Three objects: a pencil from the hallway desk, a notepad beside it, and a decorative doorstop shaped like a brass lion.

[COORDINATED NUDGE ACTIVATED. TARGETS: 3. GE: 121/150.]

He focused on all three simultaneously, trying to create the balanced pull that Sass had described in their comedy sessions. The goal was smooth, coordinated movement — all three objects sliding in harmony, creating a coherent visual effect.

The pencil rolled perfectly. Smooth, controlled, exactly where he'd intended.

The notepad slid... acceptably. A little faster than planned, but it stayed on the desk.

The doorstop launched across the floor like it had been shot from a cannon.

It rocketed down the hallway, hit the baseboard, bounced twice, and passed directly through Hetty's ankles as she emerged from the wall.

Hetty's scream could have shattered glass.

"POLTERGEIST HOOLIGANISM!"

She stumbled backward — or did the ghost equivalent of stumbling, which was more like flickering violently — and pressed herself against the wall.

"Who is responsible for this ASSAULT?" She surveyed the empty hallway with the fury of a Victorian dowager whose tea party had been interrupted by a stampeding elephant. "Show yourself, you common specter! This is a RESPECTABLE household!"
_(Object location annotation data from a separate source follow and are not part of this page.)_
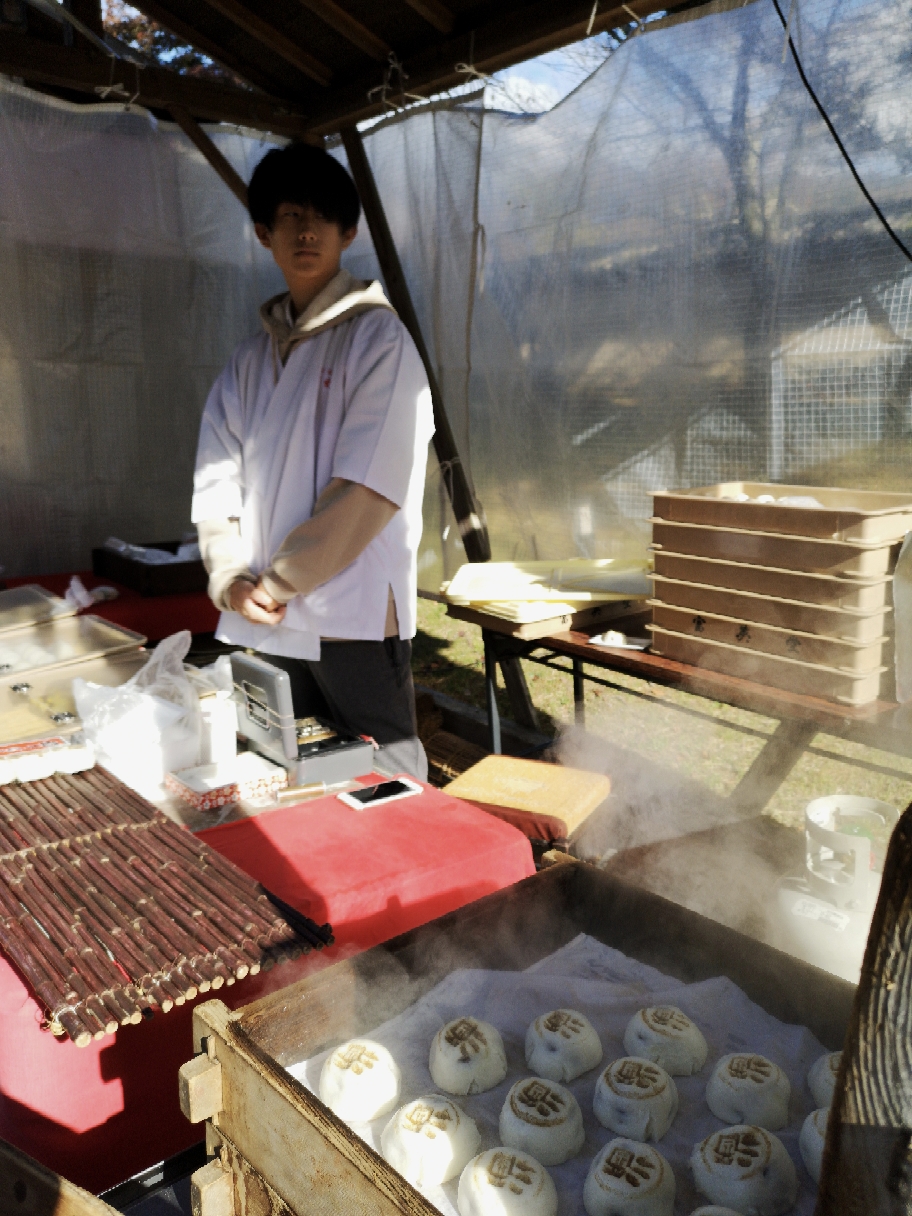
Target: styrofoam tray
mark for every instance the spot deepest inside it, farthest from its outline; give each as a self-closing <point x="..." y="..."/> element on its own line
<point x="844" y="514"/>
<point x="812" y="680"/>
<point x="816" y="589"/>
<point x="809" y="555"/>
<point x="856" y="657"/>
<point x="823" y="620"/>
Logan emerged from around the corner, trying very hard to look innocent.

"Everything okay?"

"OKAY?" Hetty's voice could have frozen water. "A doorstop just attempted to murder my ankles! In MY house! Built with MY money!"

"Doorstops don't usually move on their own," Logan said, which was technically true.
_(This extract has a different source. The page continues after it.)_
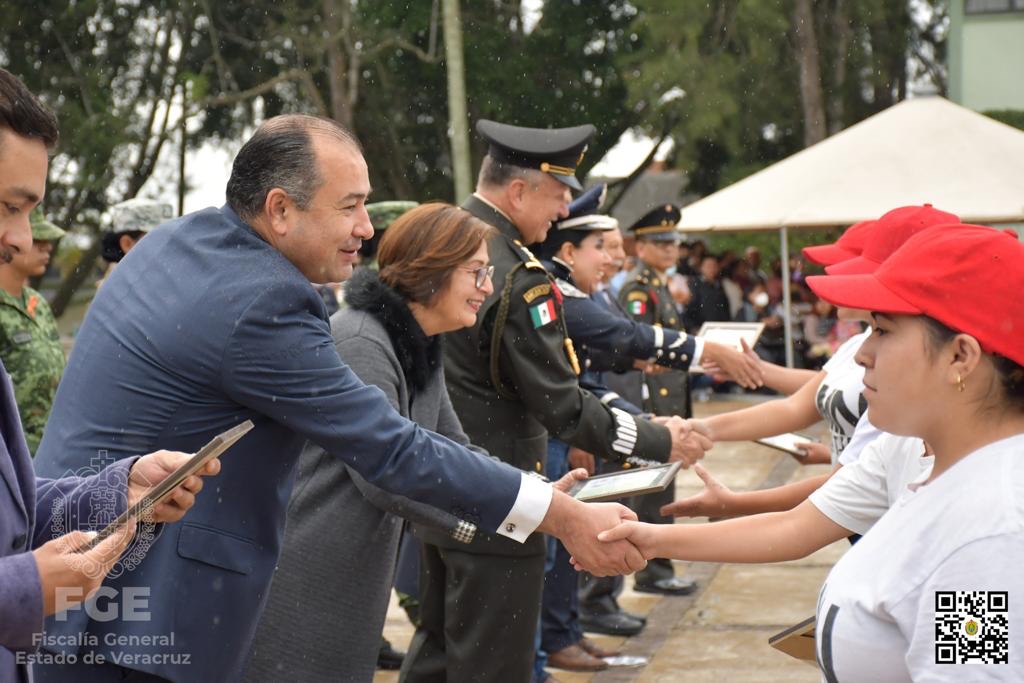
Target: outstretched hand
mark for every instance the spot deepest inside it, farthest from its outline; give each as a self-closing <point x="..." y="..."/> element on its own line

"Clearly this one does." Hetty glared at the brass lion, which had come to rest against the far wall. "I will not tolerate this kind of behavior. If there is a poltergeist in this house, it will IDENTIFY itself and apologize PROPERLY."

[COMEDY REGEN: +5 GE.]

[AAR: 55 → 56.]

Logan ducked back around the corner before his composure broke.

From down the hall, he heard Hetty continuing her lecture to the air: "Standards, sir or madam! STANDARDS! This household has maintained a certain level of decorum for over a century and I will NOT see it degraded by FLYING BRASS LIONS!"

Pete appeared beside Logan, grinning so hard his arrow wobbled.

"That was you, wasn't it? The doorstop?"

"I don't know what you're talking about."

"Sure you don't." Pete's grin widened. "Can you teach me?"

"I can't teach you to move doorstops, Pete."

"Can you teach the coffee maker to have opinions about Hetty?"

"I'm not turning the coffee maker into a weapon."

"What about a mild annoyance device?"

"Pete."

"Fine, fine." But he was still grinning as he drifted toward the kitchen. "I'm going to go see if it has opinions about toast."

Logan retreated to his room as evening fell.

The house was quiet now — guests gone, family settled, ghosts dispersed to their various haunts. He sat at his desk and pulled up the system interface.

[PHASE 2: STATUS UPDATE]

[GE: 126/150.]

[AAR: 56. TREND: RECOVERING.]

[ABILITIES TESTED TODAY: VOICE BOX (SUCCESS — CRUDE BUT FUNCTIONAL), COORDINATED NUDGE (PARTIAL SUCCESS — 2/3 OBJECTS CONTROLLED).]

[NOTE: THE DOORSTOP INCIDENT WAS FUNNY. HETTY'S REACTION WAS FUNNIER. CONSIDER: MORE DOORSTOP-BASED COMEDY.]

The coffee maker had stopped talking an hour ago — Voice Box only lasted five minutes — but its personality remained. It gurgled contentedly when Logan walked past, blinked its light in what he'd come to recognize as a greeting.

"First animated object. First voice. First disaster."

He thought about Sass's expression during the kitchen reveal. The way those dark eyes had tracked between the coffee maker and Logan's face, looking for tells.

"Four anomalies now. The flinch from Trevor walking through me. The too-perfect introductions. The hallway flicker that Sass almost saw. And now my non-surprise at a talking appliance."

The investigation was building. Not aggressive — Sass wasn't the type to confront directly — but patient. Thorough. The kind of investigation that ended with certainty.

"I need to be more careful. Or I need to get ahead of it."

The door to his room creaked. Not from a ghost — from the house itself, settling in the evening cool.

But as Logan listened, he heard something else: a drawer in the kitchen sliding open slightly. A faucet in the bathroom dripping once. The floorboard outside his door groaning under no weight at all.

The house was waking up around him.

And somewhere in the hallway, Isaac's measured footsteps approached.